We have to be cognizant of dosing when using medical marijuana. There are many factors that have to be considered when using this as a medication. Generally the patient learns what dosage works for them. But this can be a variable effect based upon many factors including sleep patterns, variability of symptoms of the disease process, mental state among others.

Absorption of the cannabis is also a factor. Certainly it is easier to titrate the cannabis for effect when smoked or vaporized due to the fact that it is quickly absorbed, but unfortunately the effects do not last as long as when eaten. Consuming cannabis by eating it, drinking it or as a tincture has a more lasting effect, but learning a correct dosage is more difficult due to the fact that the full effect may not be felt to 1-2 hours.

Another issue to consider is the effective dosage itself. We know that for certain diseases such as anxiety, a low dose of cannabis can alleviate the symptoms whereas a higher dose can actually worsen the symptoms. This is a case where less is more.

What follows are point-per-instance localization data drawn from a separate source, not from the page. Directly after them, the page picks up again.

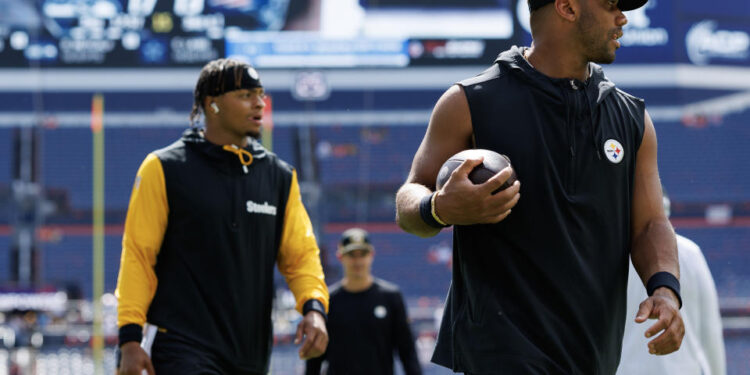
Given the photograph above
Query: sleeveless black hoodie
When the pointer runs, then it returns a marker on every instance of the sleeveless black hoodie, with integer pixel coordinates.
(543, 291)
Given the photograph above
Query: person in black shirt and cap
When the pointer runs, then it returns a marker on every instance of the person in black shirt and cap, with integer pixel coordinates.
(540, 269)
(367, 320)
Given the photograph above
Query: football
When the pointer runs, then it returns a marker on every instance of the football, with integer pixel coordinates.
(491, 165)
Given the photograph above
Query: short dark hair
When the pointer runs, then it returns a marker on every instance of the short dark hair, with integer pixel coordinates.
(214, 79)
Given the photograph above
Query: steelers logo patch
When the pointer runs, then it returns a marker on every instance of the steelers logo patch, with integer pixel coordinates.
(614, 151)
(380, 311)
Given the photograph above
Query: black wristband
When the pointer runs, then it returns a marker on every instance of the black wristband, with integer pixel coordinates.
(425, 211)
(130, 332)
(314, 305)
(664, 279)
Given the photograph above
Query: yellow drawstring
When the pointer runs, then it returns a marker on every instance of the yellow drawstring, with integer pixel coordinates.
(246, 158)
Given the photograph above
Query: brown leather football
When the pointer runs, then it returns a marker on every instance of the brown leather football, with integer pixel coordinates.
(491, 165)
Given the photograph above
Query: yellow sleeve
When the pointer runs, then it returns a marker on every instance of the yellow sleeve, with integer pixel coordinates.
(144, 230)
(299, 256)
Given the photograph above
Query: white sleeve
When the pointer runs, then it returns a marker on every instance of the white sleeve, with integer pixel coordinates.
(708, 327)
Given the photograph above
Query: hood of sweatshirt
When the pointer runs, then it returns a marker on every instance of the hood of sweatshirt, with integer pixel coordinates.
(597, 87)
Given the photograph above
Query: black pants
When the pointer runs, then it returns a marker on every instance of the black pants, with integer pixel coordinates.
(172, 355)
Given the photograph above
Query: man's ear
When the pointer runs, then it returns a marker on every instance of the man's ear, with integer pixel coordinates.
(567, 9)
(207, 104)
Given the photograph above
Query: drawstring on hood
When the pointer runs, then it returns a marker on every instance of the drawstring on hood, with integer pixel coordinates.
(246, 155)
(246, 158)
(597, 87)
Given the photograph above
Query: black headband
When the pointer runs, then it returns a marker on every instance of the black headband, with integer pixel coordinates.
(229, 80)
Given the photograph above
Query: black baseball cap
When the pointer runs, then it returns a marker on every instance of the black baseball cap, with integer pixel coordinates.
(354, 239)
(624, 5)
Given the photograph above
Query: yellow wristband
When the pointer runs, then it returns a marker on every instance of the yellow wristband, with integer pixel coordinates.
(432, 210)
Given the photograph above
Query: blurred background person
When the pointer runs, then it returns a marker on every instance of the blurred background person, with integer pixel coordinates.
(702, 350)
(367, 320)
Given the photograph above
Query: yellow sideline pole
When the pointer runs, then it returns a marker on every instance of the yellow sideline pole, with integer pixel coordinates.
(267, 129)
(97, 130)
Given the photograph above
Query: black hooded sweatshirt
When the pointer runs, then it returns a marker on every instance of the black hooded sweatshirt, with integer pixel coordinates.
(543, 291)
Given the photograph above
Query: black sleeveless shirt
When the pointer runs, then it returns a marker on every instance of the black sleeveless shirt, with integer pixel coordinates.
(543, 291)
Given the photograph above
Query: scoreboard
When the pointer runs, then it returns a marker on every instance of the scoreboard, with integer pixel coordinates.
(338, 33)
(126, 33)
(270, 33)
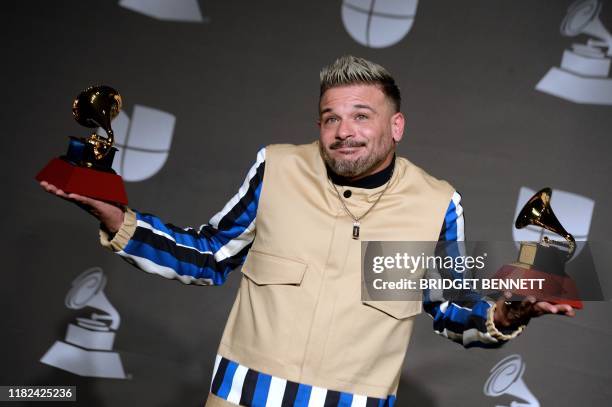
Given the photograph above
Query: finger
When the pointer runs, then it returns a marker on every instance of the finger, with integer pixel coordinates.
(566, 309)
(61, 193)
(48, 187)
(80, 198)
(546, 308)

At times we can run into problems with desensitization or tachyphylaxis. Desensitization is caused by a high-intensity treatment or often repeated stimulus bringing on a diminished response. This is certainly what I experienced with caffeine. We see this in long-term users of cannabis very frequently. They notice that they need a much higher dosage to have the same effect physically and mentally. This requires termination of the treatment for a while to allow the body and receptors to reset back to normal.

Studies have shown that the body and receptors will reset after two days. This unfortunately means that the symptoms of the disease may recur or worsen while the body is resetting. During this period of time the patient has to either tolerate the worsening symptoms or use alternative medications or non-medical therapies to alleviate symptoms. When the cannabis is restarted, a lower dose can then be used for the same effect.

Tachyphylaxis is a rapid decrease of response to a drug after a single or series of small doses. We can see this in the use of some pharmaceuticals. We find that increasing the dose may restore the initial response.

At this time, I do not know of any scientific studies that have revealed tachyphylaxis in association with cannabis. But we are still in the infancy of pure medical knowledge of cannabis.

So now we are in a conundrum. If my dosage is not working, do I stop the drug to reset or increase the dosage looking for a better effect? At this point I would first look at the time period in which the drug has been used.

If it has been days or weeks since initiating the medication with less effect, I would increase the dosage to the desired effect. If my symptoms have been stable of months and then are returning, consideration should be made towards a weekend away from cannabis. But we also would have to consider other factors than the medication itself.

Could the disease process be worsening? Are there other factors involved such as concurrent diseases or stresses in life? This is a situation where I would encourage the person with the disease to reconnect with their health care provider.